I know you’ve been there. In the shower. At a friend’s house. Staring at the shampoo bottle. Wondering whether to risk it.
Because shampoo is, in fact a rather delicate affair. Use some brands, and you could end up itching and scratching your scalp until your pillow is flaked with white dandruff and your quilt looks like Alaska in December. Use other stuff, and you could end up slinking your way through work and school, imagining all the things the unwitting passerby thinks of your hair—greasy, slick, unkept. Or maybe they’ll think the sheen is gel. One can only hope.
Shampoos are sensitive materials. They are mixed and boiled in secret factories, formed from all kinds of exotic chemicals and tested on cute animals. They are scented and textured and empowered to mysteriously dissolve all the gunk in your sweaty, shaggy crop. There are a million gazillion kinds, from the most acidic, reeking liquids to the hippie, healthfood solutions, complete with Jojoba Oil.
There is, for example, baby shampoo. Unlike many other shampoos, it smells good, because babies are supposed to be sweet. (No sarcastic comments allowed here.) There is also nutrient-rich cream shampoo, the kind that restores your damaged hair. Often, its bottle features a picture of a damaged strand of hair, sort of like a fraying rope, and a healthy strand of hair that looks like a glorified shoelace. And then there are the conditioner-shampoo blends, and the dandruff-removing kind that “soothes and moistens a dry scalp,” and the special concoctions specially designed for dyed hair, bleached hair, dry hair, wet hair, and dog hair. (That last one is just an educated guess, of course. I do not pamper my dog.)

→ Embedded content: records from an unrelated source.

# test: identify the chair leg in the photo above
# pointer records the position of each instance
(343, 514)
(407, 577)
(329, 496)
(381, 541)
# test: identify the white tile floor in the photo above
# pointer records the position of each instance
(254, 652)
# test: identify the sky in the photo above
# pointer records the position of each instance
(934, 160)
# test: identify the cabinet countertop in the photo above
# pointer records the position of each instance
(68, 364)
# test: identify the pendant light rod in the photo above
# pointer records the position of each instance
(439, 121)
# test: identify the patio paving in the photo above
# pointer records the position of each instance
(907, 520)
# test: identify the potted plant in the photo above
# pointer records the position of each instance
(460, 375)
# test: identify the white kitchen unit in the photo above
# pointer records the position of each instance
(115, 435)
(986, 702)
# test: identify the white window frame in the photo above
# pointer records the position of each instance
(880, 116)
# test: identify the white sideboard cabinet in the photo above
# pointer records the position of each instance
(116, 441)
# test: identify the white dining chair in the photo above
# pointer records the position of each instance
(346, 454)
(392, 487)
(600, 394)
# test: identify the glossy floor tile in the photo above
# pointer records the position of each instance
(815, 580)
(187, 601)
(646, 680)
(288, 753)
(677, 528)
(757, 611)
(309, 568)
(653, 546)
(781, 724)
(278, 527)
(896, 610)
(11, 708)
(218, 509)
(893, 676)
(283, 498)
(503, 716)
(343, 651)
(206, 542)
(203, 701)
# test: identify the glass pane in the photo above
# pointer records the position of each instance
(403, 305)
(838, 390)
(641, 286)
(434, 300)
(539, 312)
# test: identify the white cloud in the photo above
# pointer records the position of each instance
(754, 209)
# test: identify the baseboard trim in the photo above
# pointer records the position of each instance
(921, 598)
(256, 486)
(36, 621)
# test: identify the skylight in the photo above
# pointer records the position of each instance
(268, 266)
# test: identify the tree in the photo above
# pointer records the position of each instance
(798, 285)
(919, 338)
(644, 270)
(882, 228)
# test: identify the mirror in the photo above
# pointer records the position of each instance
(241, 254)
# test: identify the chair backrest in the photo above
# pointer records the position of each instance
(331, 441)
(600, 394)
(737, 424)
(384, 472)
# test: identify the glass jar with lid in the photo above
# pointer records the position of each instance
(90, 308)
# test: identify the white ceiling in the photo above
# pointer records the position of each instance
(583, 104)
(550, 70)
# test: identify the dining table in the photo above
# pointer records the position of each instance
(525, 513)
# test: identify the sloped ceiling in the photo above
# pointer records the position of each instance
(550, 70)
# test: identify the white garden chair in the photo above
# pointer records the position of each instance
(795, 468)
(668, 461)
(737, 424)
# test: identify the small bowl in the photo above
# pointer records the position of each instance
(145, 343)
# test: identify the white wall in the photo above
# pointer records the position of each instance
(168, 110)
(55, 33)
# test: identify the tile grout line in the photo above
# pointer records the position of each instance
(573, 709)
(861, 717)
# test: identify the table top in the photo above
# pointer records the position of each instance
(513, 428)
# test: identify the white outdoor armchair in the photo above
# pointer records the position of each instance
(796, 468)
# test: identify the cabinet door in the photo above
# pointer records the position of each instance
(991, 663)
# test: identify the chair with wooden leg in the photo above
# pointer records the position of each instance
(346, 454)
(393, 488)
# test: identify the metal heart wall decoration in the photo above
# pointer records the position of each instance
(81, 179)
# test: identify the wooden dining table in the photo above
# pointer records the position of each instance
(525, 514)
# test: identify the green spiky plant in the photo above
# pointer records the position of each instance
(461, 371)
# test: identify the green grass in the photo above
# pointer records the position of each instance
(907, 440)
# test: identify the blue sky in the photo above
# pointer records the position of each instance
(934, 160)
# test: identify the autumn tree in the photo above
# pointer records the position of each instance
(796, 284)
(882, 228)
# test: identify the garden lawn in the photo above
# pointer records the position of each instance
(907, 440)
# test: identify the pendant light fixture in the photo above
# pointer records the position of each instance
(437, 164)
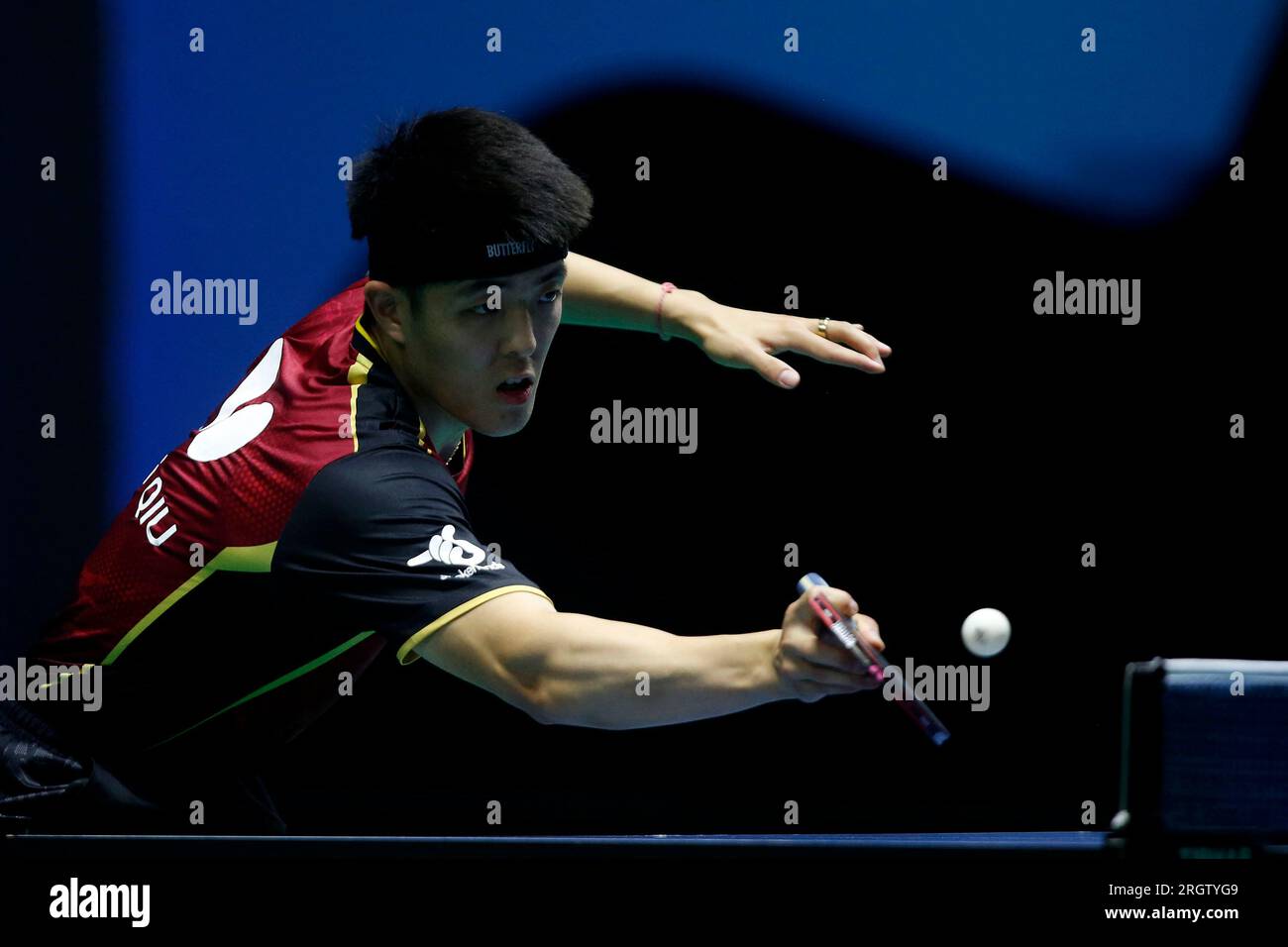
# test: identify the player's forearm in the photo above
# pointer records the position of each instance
(593, 674)
(596, 294)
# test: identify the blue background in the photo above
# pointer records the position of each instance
(224, 163)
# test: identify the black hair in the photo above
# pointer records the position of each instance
(459, 169)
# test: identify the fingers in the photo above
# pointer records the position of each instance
(845, 344)
(823, 651)
(773, 369)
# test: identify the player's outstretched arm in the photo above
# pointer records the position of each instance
(596, 294)
(585, 672)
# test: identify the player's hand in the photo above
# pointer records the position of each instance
(750, 339)
(811, 667)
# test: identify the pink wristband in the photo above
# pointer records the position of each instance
(666, 287)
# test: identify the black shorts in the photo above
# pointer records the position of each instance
(47, 787)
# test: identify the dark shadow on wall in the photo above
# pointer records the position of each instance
(58, 363)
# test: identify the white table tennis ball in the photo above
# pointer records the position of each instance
(986, 631)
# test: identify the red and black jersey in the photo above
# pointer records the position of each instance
(301, 530)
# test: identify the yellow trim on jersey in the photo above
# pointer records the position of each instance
(456, 613)
(357, 376)
(368, 337)
(68, 674)
(231, 560)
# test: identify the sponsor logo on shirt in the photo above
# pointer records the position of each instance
(447, 549)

Yes, as I’ve said, you’ve been there, in the shower faced with choices beyond your ken. Or if you haven’t, I have. It’s not a rosy situation, but believe me, there are worse, especially for college derelicts. Actually, fastidiousness is not the most common reaction of a college male staring at articles of hygiene. The most common response is complete oblivion. Take, for example, this morning. There were bottles on a ledge. I grabbed one, and lathered my hair. There was a funny citrus scent, but I liked it, so I didn’t pay any attention. Then, in the nick of time, just as I was about to turn the faucet off, I glanced at the bottle. Lo and behold, it was labeled “shower gel.”
But even then, there was a bottle involved. There are also the days of a silenced alarm clock, a jump out of bed twenty minutes late, a hurried, frantic shower in which the water is either too cold or too hot and the soap bar falls so you have to grovel around on the floor after it while it flees from your fingertips, and a despairing yell as you realize that you forgot your towel in the bedroom and there’s no one to go and fetch it. Then, once you’re dressed and shaved and brushed and settling into your car with the news on the radio, you glance into the mirror and a dark wave of suspicion sneaks over you. You start the engine and speed down the road. Your watch says you’ll make it, but gathering courage, you stick your fingers in your hair. It’s true—you forgot to use shampoo (or, in worse case scenario, you forgot to rinse). Now the choice is between driving back to re-shower, and hanging around in the back of the classroom, shrinking from social contact in the halls, and eating lunch alone, mortified at your greasy locks.
Maybe they’ll think the sheen is gel. One can only hope.